Still, the WFP's large-scale operations in the poorest country in the Arab world, where 20 million people are suffering from a hunger crisis and another 3 million are starving to death as a result of the pandemic, are seen as essential. The agency helped avert a famine two years ago.
"Conditions in this country are such that it is impossible for any humanitarian organization to do a really good job," said Saleh al-Dobhi, an official with the health ministry in Yemen's internationally recognized government. “Nevertheless, the WFP is still doing critical work during the pandemic. We can say that this award is well deserved. "
The Ministry of Health, led by Houthi, criticized the agency for its Nobel Prize. Spokesman Youssef al-Hadhari told The Associated Press that his aid "does not solve the basic problems we are suffering from," including the "siege" by the Saudi-led coalition.
Few places in the world are as devastated as South Sudan, where more than half the population is starving, even two years after the official end of a civil war that killed nearly 400,000 people and more than 2 million fled the country.
Meanwhile, widespread flooding has displaced well over half a million people, further complicating efforts by WFP and aid partners to use rising food prices to reach hard-hit areas amid the COVID-19 pandemic. And the danger of deadly violence is still a daily problem for humanitarian workers in one of the most dangerous countries in the world. As recently as this week, armed men fired at a WFP boat convoy carrying food aid to flood-affected communities. The WFP said three crew members were wounded and another was missing and likely dead.
In Sudan, where inflation has soared to 166% due to the coronavirus pandemic, an unprecedented 9.6 million people face potentially life-threatening food insecurity. The financially troubled transitional government, which took power after the overthrow of longtime autocrat Omar al-Bashir, is fighting to stop the tailspin. During the pandemic, the number of starving children doubled to 1.1 million.
Ibrahim Yousef, director of the largest displacement camp from the war-torn Darfur region, welcomed the news of the WFP's Nobel Prize as a ray of hope in a desperate time.
"We have counted on WFP for decades," said Yousef, director of the Kalma Displacement Camp in South Darfur, noting that the agency's food aid has most recently helped stave off the malnutrition of those in camps suffering from the effects of virus-induced lockdowns , severe floods and attacks of ethnic violence. “Without their grain, many people would have nothing to eat here.

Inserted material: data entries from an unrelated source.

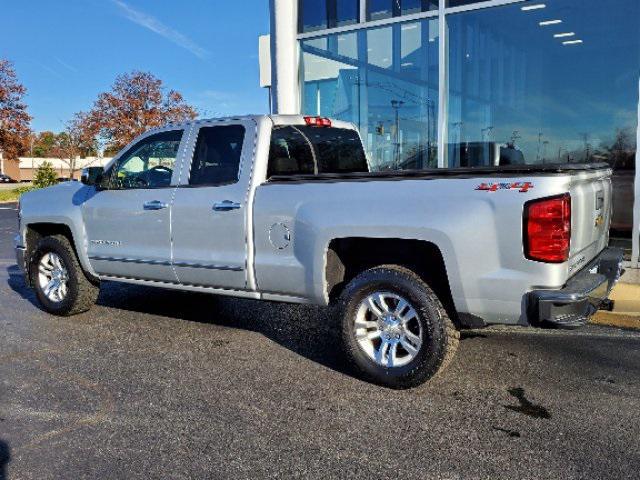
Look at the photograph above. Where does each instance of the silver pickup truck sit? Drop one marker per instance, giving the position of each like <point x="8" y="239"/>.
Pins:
<point x="284" y="208"/>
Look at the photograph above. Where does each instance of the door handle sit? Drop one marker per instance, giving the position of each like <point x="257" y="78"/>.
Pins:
<point x="155" y="205"/>
<point x="225" y="206"/>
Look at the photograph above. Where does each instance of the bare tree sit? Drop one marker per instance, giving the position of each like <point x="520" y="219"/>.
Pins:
<point x="14" y="119"/>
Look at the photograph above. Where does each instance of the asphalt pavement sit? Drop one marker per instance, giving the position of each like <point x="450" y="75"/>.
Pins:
<point x="159" y="384"/>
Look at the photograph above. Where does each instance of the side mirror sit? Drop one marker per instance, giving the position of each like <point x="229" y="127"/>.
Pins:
<point x="92" y="175"/>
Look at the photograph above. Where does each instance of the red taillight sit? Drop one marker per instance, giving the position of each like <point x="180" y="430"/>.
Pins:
<point x="547" y="229"/>
<point x="317" y="121"/>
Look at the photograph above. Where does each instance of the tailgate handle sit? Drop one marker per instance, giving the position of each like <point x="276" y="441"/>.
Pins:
<point x="225" y="206"/>
<point x="155" y="205"/>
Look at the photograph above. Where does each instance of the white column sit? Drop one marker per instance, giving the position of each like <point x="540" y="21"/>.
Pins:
<point x="635" y="255"/>
<point x="285" y="56"/>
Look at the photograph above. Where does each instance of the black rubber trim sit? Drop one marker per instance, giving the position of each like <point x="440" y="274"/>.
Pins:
<point x="436" y="173"/>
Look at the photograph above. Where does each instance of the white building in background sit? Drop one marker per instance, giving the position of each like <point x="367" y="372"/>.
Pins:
<point x="28" y="166"/>
<point x="467" y="83"/>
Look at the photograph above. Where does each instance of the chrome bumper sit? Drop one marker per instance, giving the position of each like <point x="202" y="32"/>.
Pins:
<point x="583" y="295"/>
<point x="21" y="257"/>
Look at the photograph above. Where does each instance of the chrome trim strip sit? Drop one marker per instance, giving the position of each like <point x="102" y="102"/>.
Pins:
<point x="207" y="266"/>
<point x="141" y="261"/>
<point x="184" y="287"/>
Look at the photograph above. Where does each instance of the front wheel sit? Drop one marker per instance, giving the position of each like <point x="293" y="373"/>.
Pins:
<point x="61" y="286"/>
<point x="394" y="328"/>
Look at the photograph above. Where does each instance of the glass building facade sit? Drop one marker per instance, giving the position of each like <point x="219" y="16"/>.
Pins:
<point x="462" y="83"/>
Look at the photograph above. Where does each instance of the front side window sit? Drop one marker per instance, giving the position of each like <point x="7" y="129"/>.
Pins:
<point x="148" y="164"/>
<point x="217" y="156"/>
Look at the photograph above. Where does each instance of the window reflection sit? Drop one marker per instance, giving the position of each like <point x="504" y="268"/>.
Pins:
<point x="543" y="86"/>
<point x="384" y="80"/>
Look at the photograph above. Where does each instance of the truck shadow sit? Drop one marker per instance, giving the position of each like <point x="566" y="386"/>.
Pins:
<point x="5" y="458"/>
<point x="303" y="329"/>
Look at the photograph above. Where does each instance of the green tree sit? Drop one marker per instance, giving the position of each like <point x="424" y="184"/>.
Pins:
<point x="45" y="176"/>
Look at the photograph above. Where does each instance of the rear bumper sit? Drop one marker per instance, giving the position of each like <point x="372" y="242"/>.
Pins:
<point x="583" y="295"/>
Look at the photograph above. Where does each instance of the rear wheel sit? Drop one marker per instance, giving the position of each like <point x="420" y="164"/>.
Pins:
<point x="394" y="328"/>
<point x="61" y="286"/>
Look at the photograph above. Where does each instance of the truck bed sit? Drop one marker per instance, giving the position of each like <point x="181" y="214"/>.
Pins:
<point x="502" y="171"/>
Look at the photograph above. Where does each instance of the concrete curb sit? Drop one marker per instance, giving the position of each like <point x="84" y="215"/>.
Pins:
<point x="626" y="312"/>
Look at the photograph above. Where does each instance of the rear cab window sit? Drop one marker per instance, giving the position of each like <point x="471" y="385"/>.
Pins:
<point x="308" y="150"/>
<point x="216" y="160"/>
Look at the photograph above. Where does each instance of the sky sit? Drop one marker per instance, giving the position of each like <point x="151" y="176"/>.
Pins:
<point x="66" y="52"/>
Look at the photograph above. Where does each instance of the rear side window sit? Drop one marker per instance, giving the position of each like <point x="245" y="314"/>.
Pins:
<point x="337" y="150"/>
<point x="302" y="150"/>
<point x="216" y="160"/>
<point x="290" y="153"/>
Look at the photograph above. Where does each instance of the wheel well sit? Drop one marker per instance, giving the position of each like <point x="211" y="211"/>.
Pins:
<point x="347" y="257"/>
<point x="36" y="231"/>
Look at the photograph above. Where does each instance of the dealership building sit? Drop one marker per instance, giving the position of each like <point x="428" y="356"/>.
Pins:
<point x="464" y="83"/>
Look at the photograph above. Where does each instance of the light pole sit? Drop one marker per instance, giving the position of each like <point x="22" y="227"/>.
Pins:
<point x="396" y="104"/>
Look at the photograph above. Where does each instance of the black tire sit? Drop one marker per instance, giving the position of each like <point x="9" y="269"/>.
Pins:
<point x="81" y="292"/>
<point x="440" y="337"/>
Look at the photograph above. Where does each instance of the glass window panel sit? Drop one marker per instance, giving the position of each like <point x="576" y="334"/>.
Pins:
<point x="380" y="47"/>
<point x="380" y="9"/>
<point x="217" y="155"/>
<point x="337" y="150"/>
<point x="330" y="69"/>
<point x="384" y="80"/>
<point x="313" y="15"/>
<point x="417" y="6"/>
<point x="541" y="91"/>
<point x="148" y="164"/>
<point x="458" y="3"/>
<point x="347" y="12"/>
<point x="290" y="153"/>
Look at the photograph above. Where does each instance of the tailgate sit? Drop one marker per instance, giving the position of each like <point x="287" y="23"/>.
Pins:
<point x="591" y="207"/>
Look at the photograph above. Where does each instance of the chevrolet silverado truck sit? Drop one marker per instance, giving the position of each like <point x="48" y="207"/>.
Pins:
<point x="286" y="209"/>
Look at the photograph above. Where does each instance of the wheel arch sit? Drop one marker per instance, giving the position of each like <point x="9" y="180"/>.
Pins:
<point x="36" y="230"/>
<point x="349" y="256"/>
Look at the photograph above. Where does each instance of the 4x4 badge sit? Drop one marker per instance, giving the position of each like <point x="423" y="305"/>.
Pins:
<point x="522" y="187"/>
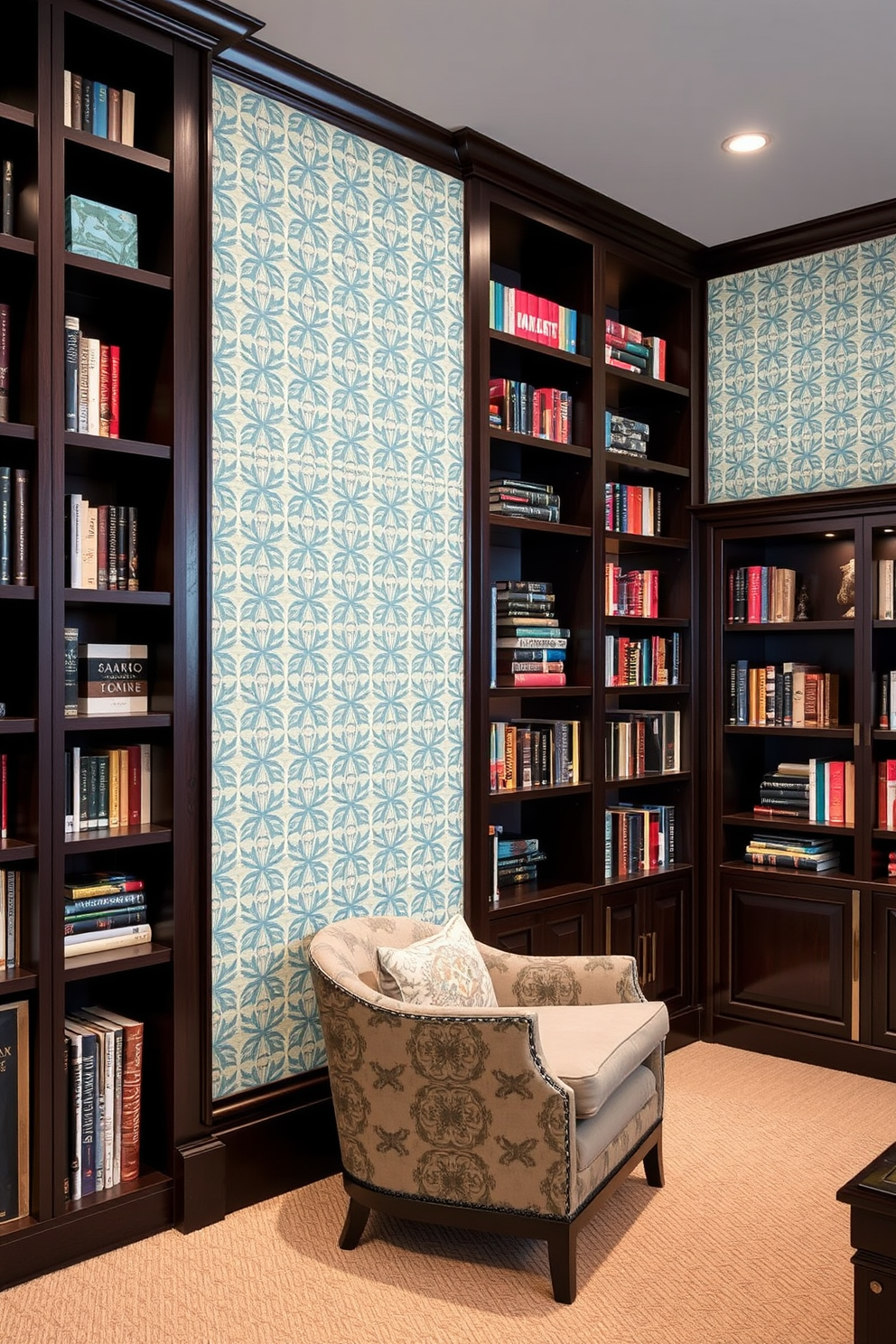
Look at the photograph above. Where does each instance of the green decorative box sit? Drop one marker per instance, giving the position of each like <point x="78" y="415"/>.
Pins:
<point x="101" y="231"/>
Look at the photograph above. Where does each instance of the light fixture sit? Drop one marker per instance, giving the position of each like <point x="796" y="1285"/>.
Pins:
<point x="746" y="143"/>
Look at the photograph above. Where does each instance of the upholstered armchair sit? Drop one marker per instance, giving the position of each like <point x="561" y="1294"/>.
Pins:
<point x="518" y="1118"/>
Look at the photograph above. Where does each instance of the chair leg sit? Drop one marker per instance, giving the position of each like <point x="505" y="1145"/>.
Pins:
<point x="353" y="1225"/>
<point x="562" y="1260"/>
<point x="653" y="1165"/>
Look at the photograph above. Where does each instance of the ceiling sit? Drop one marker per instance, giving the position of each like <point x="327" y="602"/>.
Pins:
<point x="634" y="97"/>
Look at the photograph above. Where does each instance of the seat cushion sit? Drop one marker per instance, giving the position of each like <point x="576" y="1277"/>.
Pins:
<point x="594" y="1047"/>
<point x="445" y="971"/>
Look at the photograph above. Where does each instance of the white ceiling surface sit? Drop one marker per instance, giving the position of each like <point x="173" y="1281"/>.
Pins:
<point x="633" y="97"/>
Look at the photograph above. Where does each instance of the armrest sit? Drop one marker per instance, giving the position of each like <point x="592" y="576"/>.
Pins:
<point x="539" y="981"/>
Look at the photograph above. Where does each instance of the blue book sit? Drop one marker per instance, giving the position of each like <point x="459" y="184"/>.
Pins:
<point x="99" y="109"/>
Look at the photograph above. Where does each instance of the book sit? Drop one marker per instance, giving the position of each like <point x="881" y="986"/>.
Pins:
<point x="113" y="679"/>
<point x="5" y="341"/>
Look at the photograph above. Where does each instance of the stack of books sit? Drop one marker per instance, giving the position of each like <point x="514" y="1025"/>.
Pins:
<point x="104" y="1070"/>
<point x="524" y="499"/>
<point x="105" y="911"/>
<point x="630" y="592"/>
<point x="804" y="854"/>
<point x="518" y="313"/>
<point x="94" y="107"/>
<point x="630" y="350"/>
<point x="529" y="644"/>
<point x="524" y="409"/>
<point x="626" y="435"/>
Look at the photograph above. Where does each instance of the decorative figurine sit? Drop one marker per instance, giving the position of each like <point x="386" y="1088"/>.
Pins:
<point x="846" y="595"/>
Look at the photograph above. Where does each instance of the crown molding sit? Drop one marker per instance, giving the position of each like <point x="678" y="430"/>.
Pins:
<point x="843" y="230"/>
<point x="479" y="156"/>
<point x="275" y="74"/>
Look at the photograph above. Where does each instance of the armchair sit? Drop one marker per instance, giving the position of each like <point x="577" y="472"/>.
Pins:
<point x="518" y="1120"/>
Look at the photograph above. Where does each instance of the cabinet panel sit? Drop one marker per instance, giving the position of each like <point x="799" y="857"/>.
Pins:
<point x="789" y="956"/>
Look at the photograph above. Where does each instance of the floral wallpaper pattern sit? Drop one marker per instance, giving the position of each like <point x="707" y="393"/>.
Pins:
<point x="336" y="559"/>
<point x="802" y="378"/>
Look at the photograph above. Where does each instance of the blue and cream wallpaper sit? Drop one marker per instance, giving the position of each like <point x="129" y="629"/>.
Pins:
<point x="338" y="583"/>
<point x="802" y="375"/>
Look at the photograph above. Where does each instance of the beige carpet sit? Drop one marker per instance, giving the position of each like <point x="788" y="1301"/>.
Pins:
<point x="746" y="1245"/>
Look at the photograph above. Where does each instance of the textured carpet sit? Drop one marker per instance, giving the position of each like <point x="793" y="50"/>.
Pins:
<point x="746" y="1245"/>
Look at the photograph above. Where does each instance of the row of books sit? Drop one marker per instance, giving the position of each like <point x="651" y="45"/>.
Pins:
<point x="630" y="592"/>
<point x="652" y="660"/>
<point x="14" y="523"/>
<point x="524" y="499"/>
<point x="93" y="383"/>
<point x="518" y="313"/>
<point x="626" y="435"/>
<point x="796" y="853"/>
<point x="105" y="677"/>
<point x="523" y="409"/>
<point x="819" y="790"/>
<point x="101" y="546"/>
<point x="104" y="1076"/>
<point x="629" y="349"/>
<point x="107" y="788"/>
<point x="96" y="107"/>
<point x="639" y="839"/>
<point x="782" y="695"/>
<point x="105" y="911"/>
<point x="642" y="742"/>
<point x="5" y="196"/>
<point x="534" y="753"/>
<point x="10" y="917"/>
<point x="885" y="603"/>
<point x="631" y="509"/>
<point x="761" y="594"/>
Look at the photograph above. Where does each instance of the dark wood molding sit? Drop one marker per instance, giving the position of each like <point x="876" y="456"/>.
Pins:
<point x="289" y="79"/>
<point x="851" y="226"/>
<point x="204" y="23"/>
<point x="479" y="156"/>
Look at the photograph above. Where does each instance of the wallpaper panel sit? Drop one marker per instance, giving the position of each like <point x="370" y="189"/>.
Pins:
<point x="802" y="387"/>
<point x="338" y="602"/>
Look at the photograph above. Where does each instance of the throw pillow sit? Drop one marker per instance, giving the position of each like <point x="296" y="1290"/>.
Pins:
<point x="445" y="971"/>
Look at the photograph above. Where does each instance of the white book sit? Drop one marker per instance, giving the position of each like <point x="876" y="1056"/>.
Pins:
<point x="145" y="782"/>
<point x="107" y="939"/>
<point x="93" y="385"/>
<point x="88" y="546"/>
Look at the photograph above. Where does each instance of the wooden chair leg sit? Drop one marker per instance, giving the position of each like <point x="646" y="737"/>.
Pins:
<point x="353" y="1225"/>
<point x="562" y="1260"/>
<point x="653" y="1165"/>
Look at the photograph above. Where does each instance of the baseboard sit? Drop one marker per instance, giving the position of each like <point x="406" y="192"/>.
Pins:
<point x="277" y="1151"/>
<point x="845" y="1055"/>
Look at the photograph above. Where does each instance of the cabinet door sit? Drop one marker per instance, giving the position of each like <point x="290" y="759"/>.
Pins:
<point x="882" y="975"/>
<point x="667" y="929"/>
<point x="788" y="955"/>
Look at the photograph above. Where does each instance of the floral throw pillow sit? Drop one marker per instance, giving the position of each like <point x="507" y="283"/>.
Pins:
<point x="445" y="971"/>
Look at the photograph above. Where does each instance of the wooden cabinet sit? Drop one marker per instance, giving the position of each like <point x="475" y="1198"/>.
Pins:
<point x="618" y="562"/>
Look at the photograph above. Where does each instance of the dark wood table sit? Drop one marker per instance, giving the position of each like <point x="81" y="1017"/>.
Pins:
<point x="872" y="1231"/>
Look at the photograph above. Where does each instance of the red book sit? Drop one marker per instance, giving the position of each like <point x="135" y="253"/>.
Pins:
<point x="115" y="388"/>
<point x="754" y="594"/>
<point x="135" y="771"/>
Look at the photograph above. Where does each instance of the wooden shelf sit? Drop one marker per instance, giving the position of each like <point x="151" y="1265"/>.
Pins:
<point x="116" y="149"/>
<point x="537" y="347"/>
<point x="118" y="837"/>
<point x="140" y="957"/>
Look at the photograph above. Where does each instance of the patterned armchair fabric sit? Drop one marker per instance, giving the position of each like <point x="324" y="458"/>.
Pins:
<point x="458" y="1106"/>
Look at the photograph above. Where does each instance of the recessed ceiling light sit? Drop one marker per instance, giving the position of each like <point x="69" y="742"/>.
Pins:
<point x="746" y="143"/>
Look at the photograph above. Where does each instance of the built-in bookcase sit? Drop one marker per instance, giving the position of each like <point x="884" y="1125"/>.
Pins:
<point x="154" y="314"/>
<point x="578" y="901"/>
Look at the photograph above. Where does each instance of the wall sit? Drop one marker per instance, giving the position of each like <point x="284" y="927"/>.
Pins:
<point x="801" y="378"/>
<point x="338" y="537"/>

We want this award to send a message to the world that we need more help now than before. "
In Syria, rival groups, but above all government forces, have imposed sieges for months as a weapon of war, which has led to severe food shortages in populous civil areas.
The eastern suburbs of the Syrian capital Damascus, downtown Homs and the rebel-held parts of the northern city of Aleppo, Syria's largest, were besieged by government forces during the civil war.
During the ceasefire, the World Food Program occasionally managed to bring limited amounts of food to besieged cities where dozens have died of malnutrition and starvation diseases.
Associate press writers Cara Anna in Johannesburg and Bassem Mroue in Beirut contributed to this report.